- Born: 1929 Sheridan County, Montana, U.S.
- Died: July 4, 2015 (aged 85–86)
- Education: Pearl River Community College University of Southern Mississippi
- Occupations: Businessman, cattle breeder, art collector
- Spouse: 7
- Children: 1 son, 1 daughter

= Lloyd Donald Brinkman =

American businessman and art collector

Lloyd Donald Brinkman (1929 – July 4, 2015) was an American businessman, cattle breeder, civic leader and art collector. He was the owner of "the largest floor covering distributor in the US," and 350 pizza parlors with Gatti's Pizza. He bred Brangus cattle, and he was a significant collector of Western art.

==Early life==
Brinkman was born in 1929 near Dagmar in Sheridan County, Montana. His grandparents were Danish immigrants who became homesteaders in the county.

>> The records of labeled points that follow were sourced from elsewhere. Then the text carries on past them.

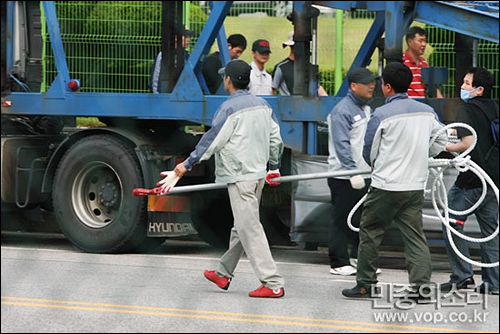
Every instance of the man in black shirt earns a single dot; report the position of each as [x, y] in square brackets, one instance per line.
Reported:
[237, 43]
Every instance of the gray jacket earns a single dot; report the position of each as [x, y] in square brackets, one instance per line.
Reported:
[397, 143]
[244, 137]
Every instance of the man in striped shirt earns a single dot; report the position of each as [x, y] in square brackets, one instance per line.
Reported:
[416, 39]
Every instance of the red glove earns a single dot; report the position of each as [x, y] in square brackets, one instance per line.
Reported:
[272, 174]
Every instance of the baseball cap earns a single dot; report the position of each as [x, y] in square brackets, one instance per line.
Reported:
[237, 69]
[290, 41]
[261, 46]
[360, 75]
[188, 32]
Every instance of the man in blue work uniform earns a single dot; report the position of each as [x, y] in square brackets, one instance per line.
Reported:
[346, 132]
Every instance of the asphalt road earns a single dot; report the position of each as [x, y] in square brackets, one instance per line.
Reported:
[49, 286]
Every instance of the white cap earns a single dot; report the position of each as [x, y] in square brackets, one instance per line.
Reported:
[290, 41]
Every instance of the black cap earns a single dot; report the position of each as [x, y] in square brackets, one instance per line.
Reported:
[237, 69]
[261, 46]
[360, 75]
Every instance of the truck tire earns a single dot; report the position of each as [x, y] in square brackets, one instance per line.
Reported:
[93, 200]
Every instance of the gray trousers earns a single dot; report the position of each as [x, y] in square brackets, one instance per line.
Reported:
[405, 209]
[247, 235]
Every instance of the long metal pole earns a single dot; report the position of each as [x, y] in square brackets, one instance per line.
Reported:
[288, 178]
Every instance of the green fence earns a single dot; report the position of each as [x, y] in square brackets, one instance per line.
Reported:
[110, 45]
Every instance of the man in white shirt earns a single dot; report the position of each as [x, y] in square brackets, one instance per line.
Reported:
[260, 80]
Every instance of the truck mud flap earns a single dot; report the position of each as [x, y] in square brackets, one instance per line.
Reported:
[169, 216]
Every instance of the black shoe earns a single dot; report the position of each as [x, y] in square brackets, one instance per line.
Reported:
[482, 290]
[420, 295]
[460, 285]
[359, 291]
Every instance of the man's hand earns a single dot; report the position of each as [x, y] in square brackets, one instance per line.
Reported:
[357, 182]
[271, 174]
[169, 182]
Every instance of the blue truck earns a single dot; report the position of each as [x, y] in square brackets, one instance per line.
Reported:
[86, 176]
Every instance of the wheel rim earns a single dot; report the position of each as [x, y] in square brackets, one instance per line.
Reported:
[97, 195]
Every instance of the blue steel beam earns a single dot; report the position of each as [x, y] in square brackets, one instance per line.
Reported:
[459, 18]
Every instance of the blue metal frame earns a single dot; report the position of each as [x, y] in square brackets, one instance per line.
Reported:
[298, 115]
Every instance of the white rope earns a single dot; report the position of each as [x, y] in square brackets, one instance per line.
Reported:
[437, 167]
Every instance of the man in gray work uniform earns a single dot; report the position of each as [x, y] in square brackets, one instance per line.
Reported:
[245, 138]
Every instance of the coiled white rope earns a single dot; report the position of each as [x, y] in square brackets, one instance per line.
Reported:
[438, 191]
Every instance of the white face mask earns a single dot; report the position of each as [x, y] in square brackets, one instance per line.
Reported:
[465, 94]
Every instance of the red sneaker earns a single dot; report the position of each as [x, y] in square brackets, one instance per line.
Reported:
[221, 281]
[263, 292]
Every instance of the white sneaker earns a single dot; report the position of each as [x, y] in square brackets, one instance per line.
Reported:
[354, 263]
[343, 271]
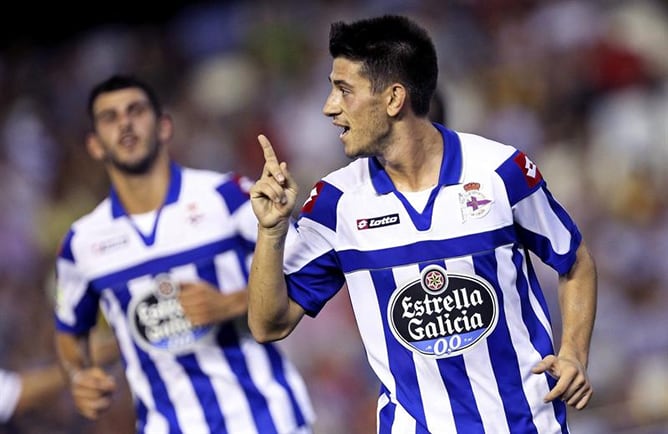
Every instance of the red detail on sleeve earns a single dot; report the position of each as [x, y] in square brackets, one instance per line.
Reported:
[529, 169]
[310, 202]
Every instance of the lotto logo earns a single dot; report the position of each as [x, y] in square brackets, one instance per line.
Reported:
[377, 222]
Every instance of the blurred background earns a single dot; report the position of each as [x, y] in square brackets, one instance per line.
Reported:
[580, 85]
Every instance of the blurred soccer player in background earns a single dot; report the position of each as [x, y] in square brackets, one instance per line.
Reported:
[165, 256]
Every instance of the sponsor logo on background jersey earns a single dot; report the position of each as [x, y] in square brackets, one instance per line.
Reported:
[443, 314]
[473, 203]
[310, 202]
[377, 222]
[109, 245]
[531, 173]
[158, 322]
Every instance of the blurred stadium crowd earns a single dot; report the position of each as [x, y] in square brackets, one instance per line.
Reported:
[580, 85]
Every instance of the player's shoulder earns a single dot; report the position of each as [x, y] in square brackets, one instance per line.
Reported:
[477, 149]
[96, 217]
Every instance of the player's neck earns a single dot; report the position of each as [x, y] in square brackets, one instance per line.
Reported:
[413, 162]
[143, 193]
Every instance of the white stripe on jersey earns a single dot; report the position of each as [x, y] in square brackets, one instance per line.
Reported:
[370, 325]
[237, 411]
[535, 387]
[428, 375]
[10, 390]
[488, 400]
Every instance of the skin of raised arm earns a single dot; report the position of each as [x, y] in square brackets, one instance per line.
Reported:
[577, 300]
[272, 315]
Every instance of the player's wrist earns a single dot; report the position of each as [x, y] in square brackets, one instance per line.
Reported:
[277, 231]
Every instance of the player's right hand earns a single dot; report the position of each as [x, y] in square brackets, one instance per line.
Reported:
[274, 195]
[92, 389]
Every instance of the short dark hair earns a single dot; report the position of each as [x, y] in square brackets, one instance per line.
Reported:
[392, 48]
[118, 82]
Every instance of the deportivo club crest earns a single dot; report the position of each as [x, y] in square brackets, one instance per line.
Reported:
[473, 203]
[158, 321]
[443, 313]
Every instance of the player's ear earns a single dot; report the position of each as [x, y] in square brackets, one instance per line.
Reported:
[396, 99]
[165, 128]
[95, 149]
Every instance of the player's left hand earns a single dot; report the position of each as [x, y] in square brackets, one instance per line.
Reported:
[573, 386]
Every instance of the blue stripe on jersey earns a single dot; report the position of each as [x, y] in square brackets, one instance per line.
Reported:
[539, 336]
[515, 180]
[65, 249]
[278, 370]
[320, 286]
[422, 221]
[386, 414]
[458, 384]
[206, 395]
[158, 265]
[140, 412]
[401, 362]
[232, 194]
[85, 312]
[237, 362]
[353, 260]
[503, 357]
[161, 398]
[322, 208]
[541, 245]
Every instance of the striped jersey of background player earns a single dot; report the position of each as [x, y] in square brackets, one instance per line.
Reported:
[165, 256]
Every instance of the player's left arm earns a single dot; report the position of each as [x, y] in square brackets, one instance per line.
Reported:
[577, 300]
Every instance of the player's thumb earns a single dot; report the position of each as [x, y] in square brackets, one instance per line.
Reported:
[544, 364]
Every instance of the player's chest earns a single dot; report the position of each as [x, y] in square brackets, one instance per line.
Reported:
[454, 211]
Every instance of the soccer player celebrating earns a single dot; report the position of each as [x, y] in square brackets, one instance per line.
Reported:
[166, 257]
[430, 229]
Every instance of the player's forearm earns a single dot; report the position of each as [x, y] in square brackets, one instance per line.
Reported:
[268, 302]
[73, 353]
[577, 297]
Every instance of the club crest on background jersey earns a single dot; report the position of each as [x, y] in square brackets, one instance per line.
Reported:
[473, 203]
[313, 196]
[443, 314]
[158, 322]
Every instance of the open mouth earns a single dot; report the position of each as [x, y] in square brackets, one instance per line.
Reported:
[128, 140]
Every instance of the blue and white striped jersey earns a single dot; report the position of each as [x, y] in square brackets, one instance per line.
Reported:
[184, 379]
[446, 300]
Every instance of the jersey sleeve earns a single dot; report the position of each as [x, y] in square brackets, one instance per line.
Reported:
[235, 192]
[313, 271]
[10, 391]
[542, 224]
[76, 305]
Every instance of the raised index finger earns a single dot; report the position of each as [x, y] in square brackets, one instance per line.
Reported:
[271, 162]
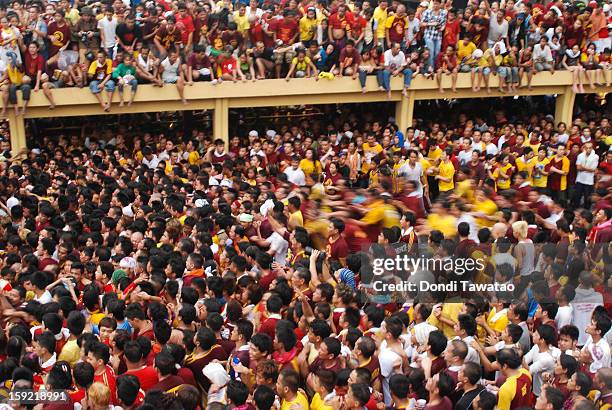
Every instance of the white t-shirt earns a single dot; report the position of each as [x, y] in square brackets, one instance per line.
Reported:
[600, 353]
[280, 246]
[394, 62]
[541, 363]
[295, 176]
[44, 298]
[108, 27]
[586, 177]
[153, 163]
[413, 174]
[564, 316]
[585, 301]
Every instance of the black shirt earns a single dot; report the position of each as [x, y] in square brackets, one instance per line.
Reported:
[127, 35]
[465, 402]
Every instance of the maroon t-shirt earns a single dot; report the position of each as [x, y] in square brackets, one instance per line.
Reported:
[285, 29]
[197, 63]
[33, 65]
[445, 404]
[62, 35]
[147, 376]
[349, 59]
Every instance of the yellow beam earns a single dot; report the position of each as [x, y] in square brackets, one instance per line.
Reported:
[79, 98]
[403, 111]
[564, 106]
[17, 129]
[221, 121]
[264, 93]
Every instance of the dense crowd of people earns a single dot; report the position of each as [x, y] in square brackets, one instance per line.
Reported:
[115, 46]
[163, 270]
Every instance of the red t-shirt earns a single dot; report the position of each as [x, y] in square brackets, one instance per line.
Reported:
[228, 66]
[337, 22]
[33, 65]
[187, 26]
[286, 30]
[338, 249]
[62, 35]
[147, 377]
[108, 378]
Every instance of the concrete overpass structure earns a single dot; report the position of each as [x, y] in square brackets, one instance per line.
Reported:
[264, 93]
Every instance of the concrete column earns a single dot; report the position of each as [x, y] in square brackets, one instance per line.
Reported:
[564, 106]
[404, 110]
[221, 120]
[17, 129]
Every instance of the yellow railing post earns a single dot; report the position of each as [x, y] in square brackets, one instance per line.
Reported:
[564, 106]
[404, 110]
[17, 129]
[221, 120]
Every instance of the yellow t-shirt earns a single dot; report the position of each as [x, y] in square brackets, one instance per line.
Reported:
[502, 183]
[242, 22]
[391, 19]
[564, 168]
[379, 212]
[487, 207]
[540, 180]
[508, 390]
[301, 65]
[308, 28]
[522, 165]
[193, 158]
[380, 17]
[300, 402]
[368, 154]
[71, 352]
[484, 60]
[317, 403]
[450, 310]
[95, 64]
[464, 190]
[447, 170]
[72, 16]
[296, 219]
[465, 50]
[15, 75]
[446, 224]
[435, 154]
[309, 167]
[497, 322]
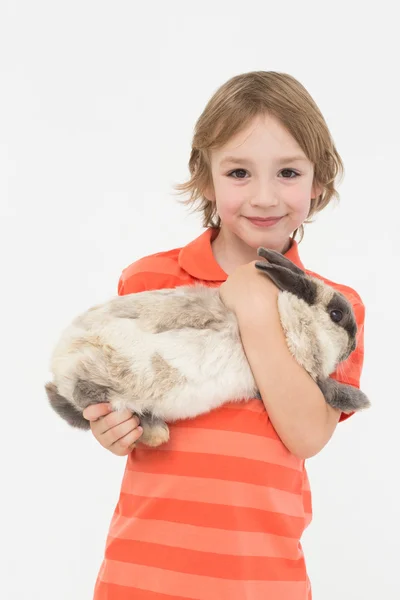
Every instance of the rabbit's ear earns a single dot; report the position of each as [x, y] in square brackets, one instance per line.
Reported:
[276, 258]
[289, 281]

Brinkman graduated from Pascagoula High School in Pascagoula, Mississippi. He attended Pearl River Community College and graduated from the University of Southern Mississippi, where he earned a bachelor's degree in Marketing in 1952.

==Business career==
Brinkman initially worked in the flooring industry, even starting his own business in Dallas, Texas in 1960. It eventually became "the largest floor covering distributor in the US." Brinkman was also the owner of Gatti's Pizza, which operated 350 restaurants by the time he sold the business for $24 million in 2004.

Brinkman was also a breeder of Brangus cattle.

==Civic engagement and art collection==
Brinkman was a co-founder of the Museum of Western Art in Kerrville. He served on the board of directors of the National Cowboy & Western Heritage Museum. He also served as the chairman of the public utility board of Kerrville, Texas. He was honored as the "Citizen of the Year" by the Kerrville Area Chamber of Commerce in 1984.

Brinkman was a collector of Western art. He owned paintings by American artists like Joe Beeler, E. Irving Couse, Frank Tenney Johnson, Gerald Harvey Jones, Robert Lougheed, Howard Terpning, and Olaf Wieghorst.

==Personal life, death and legacy==
Brinkman was married seven times. He had a son, L.D. "Don" Brinkman Jr., and a daughter, Pamela Brinkman Stone .

Brinkman died on July 4, 2015. His collection of Western art is expected to be auctioned by Bonhams in Los Angeles in 2019.